Только полдня передохнул царь со всей своей семьей. А с 30 июня снова начались приемы, поздравления, пиры и столованье крестильное в Кремле. Снова загремели пушки, загудели колокола…[10]
И среди блеска московской царской свиты, среди многих родовитых вельмож сразу засияла плеяда новых баловней счастья и судьбы, — многочисленная семья Нарышкиных, теперь осыпанная и почетом и богатством, смело начавшая заступать дорогу первым сановникам в царстве, опираясь на любовь к ним царицы Натальи, на любовь царя Алексея и к жене, и ко всей родне ее.
НОВЫЙ ЦАРЬ
(1672–1676)
Так верстах в трех от Москвы, на левом берегу Яузы-реки, раскинулось небольшое сельцо Преображенское.
В самом сельце дворов немного, не широка и лента пашен вокруг сельца.
Населено оно больше мастеровым и служилым людом Дворцового приказа. И бок о бок с селом высятся царские терема летнего, потешного дворца, где Алексей с семьей обычно проводит осень и начало зимы, так с октября по 15 декабря, когда надо к Рождественским праздникам возвращаться в стены Кремля.
Здесь, среди увядающей природы, под сенью могучих елей и сосен, вечно зеленых, вечно одетых густым покровом, на просторе царская семья дышит чистым воздухом и в то же время Алексей почти что в Москве. Дела не страдают, нетрудно и советы у себя собирать, и самому, если надо, быть в Кремле каждую данную минуту.
Обнесенный высокими заборами, кроясь под высокими стволами вековых деревьев, составляющих обширный парк, дворец представляет из себя целый поселок. Не считая главных двух помещений: для царя и царицы, — надо было дать место шести царевнам и трем царевичам, ближним людям, живущим с царской семьей, огромной челяди, поварням, кладовым, конскому двору и каретным сараям, мастерским и людским избам.
И все это, настроенное без определенного плана, кое-как, лишь бы под рукой все было, — в малом виде представляло из себя такое же скопище больших и малых построек, каким в огромных размерах являлась сама Москва.
Пригороды столицы, а затем — отдельные усадьбы, подгородные хоромы бояр, начинаясь за каменным, высоким горбатым мостом, перекинутым через Яузу, почти сливали Преображенское со столицей. И дальше, по течению извилистой маленькой этой речки темнели деревушки и поселки среди зеленеющего моря хвойных лесов, перемешанных с разным чернолесьем.
И царь и Наталья особенно любили Преображенское, где оба они чувствовали себя неизмеримо свободнее от вериг этикета, чем в кремлевских палатах.
В Преображенском была устроена и особая «потешная храмина», где недавно призванные ко двору иноземные лицедеи давали веселые и печальные представления в сопровождении приятных звуков «немецкого» струнного оркестра.
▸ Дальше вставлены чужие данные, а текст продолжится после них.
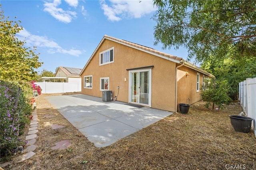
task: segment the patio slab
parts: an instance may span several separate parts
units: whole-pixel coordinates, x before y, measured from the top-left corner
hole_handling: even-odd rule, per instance
[[[97,147],[110,145],[173,113],[82,94],[45,98]]]

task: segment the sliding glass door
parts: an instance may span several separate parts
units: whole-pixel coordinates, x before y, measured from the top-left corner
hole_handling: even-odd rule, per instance
[[[151,70],[130,72],[130,100],[131,103],[150,105]]]

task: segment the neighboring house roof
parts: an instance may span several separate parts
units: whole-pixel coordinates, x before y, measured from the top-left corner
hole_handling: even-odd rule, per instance
[[[192,69],[195,69],[198,71],[201,72],[212,77],[214,77],[214,76],[212,74],[207,72],[207,71],[205,71],[198,67],[194,65],[187,61],[186,61],[183,59],[182,58],[179,57],[174,55],[172,55],[171,54],[169,54],[163,52],[161,52],[154,49],[152,48],[150,48],[145,46],[132,43],[131,42],[124,40],[123,40],[118,39],[118,38],[110,37],[110,36],[107,36],[106,35],[104,36],[103,38],[102,39],[99,44],[98,45],[94,51],[93,52],[93,53],[91,56],[91,57],[90,58],[86,64],[83,68],[82,70],[81,71],[80,74],[79,75],[80,76],[84,72],[84,69],[87,67],[88,64],[89,64],[90,61],[91,61],[93,57],[94,56],[95,53],[96,53],[96,52],[97,52],[99,48],[102,44],[103,42],[104,42],[104,41],[105,41],[105,40],[108,40],[111,41],[112,41],[113,42],[124,45],[126,46],[128,46],[132,48],[135,48],[138,50],[142,51],[147,53],[148,53],[153,55],[164,58],[168,60],[171,61],[176,63],[183,63],[184,65],[191,68]]]
[[[68,76],[79,76],[82,69],[78,68],[68,67],[59,67],[59,69],[61,69]],[[54,76],[56,76],[58,71],[55,73]]]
Самую жаркую пору года двор проводил в селе Коломенском, где, как и в Измайловском, были тоже построены обширные многочисленные хоромы для этой цели. Но в Преображенском больше нравилось и царице Наталье и Алексею.
Близость Кремля позволяла переносить туда всю деловую сторону жизни, а здесь время было посвящено отдыху, покою и веселым забавам, порою совершенно новым в московском государевом быту. Поэтому только самые близкие лица, которые проживали с царской семьей в Преображенском, могли принимать участие в этих удовольствиях.
Конечно, среди приверженцев старины, надменных бояр, шли бесконечные суды и пересуды о «новшествах», какие внесла с собой молодая царица при содействии «еретика» Матвеева, друга его, прямого «антихриста» Симеона Полоцкого и монахов-украинцев, целое гнездо которых скопилось в особой академии при Андреевском монастыре. Отголоски этого брюзжанья доходили и до виновников протеста.
Но царь не имел времени разбираться во всех дрязгах. А Наталья встречала смехом осуждение и толки заплывших жиром боярынь, недалеких бояр. Она понимала, что в них говорит обиженное самолюбие, попранная гордость и осуждают они не за дурное, а за необычное для них, да еще проводимое в жизнь без всякого участия тех, от кого раньше зависели и дождь и ведро в московских царских теремах.